As Bloomberg reports, a new facility is being constructed in the Lekki Free Trade Zone in Lagos, with another one possibly being built in the Badagry area of the city, near the border with Benin. In addition, a third project, the Ibom seaport, is being planned to be located in the Niger delta, Nigerian Ports Authority Managing Director Hadiza Bala Usman had informed.


The ports of Lagos are a hub for cargo sailing transiting through Nigeria, but inefficiency and congested roads to the ports create daily queues of hundreds of trucks. For this reason, the country wants to improve the adjacent roads, along with other infrastructure to ease the transportation of goods.

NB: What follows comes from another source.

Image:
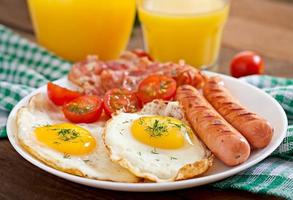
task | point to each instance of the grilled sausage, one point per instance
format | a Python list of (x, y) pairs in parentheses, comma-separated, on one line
[(255, 129), (219, 136)]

In fact, Mr. Usman noted that the congestion is created because 80% of Nigeria's cargo goes on the road. In order to address this, a seamless evacuation is necessary.

This situation had created shipment delays of about eight weeks, something that made the Nigerian National Cashew Association of Nigeria to raise the alarm last month as $300 million worth of nuts were stuck in containers on trucks waiting to enter the ports.

Commenting on the situation, the Nigeria Cashew Exporters Association said that improper infrastructure, excessive bureaucracy and corruption at the ports are affecting business.

Nigerian cocoa exporters also raised similar concerns in 2018, when trucks carrying the beans took four weeks to get to the ports. This increased haulage costs and put sales contracts at risk.

Now, the Ministry of Transport is building a new railway to the Lagos ports to enhance the evacuation of cargo. Currently, trailer parks are under construction to take trucks off the road, while barges are being used to move cargo on inland waterways.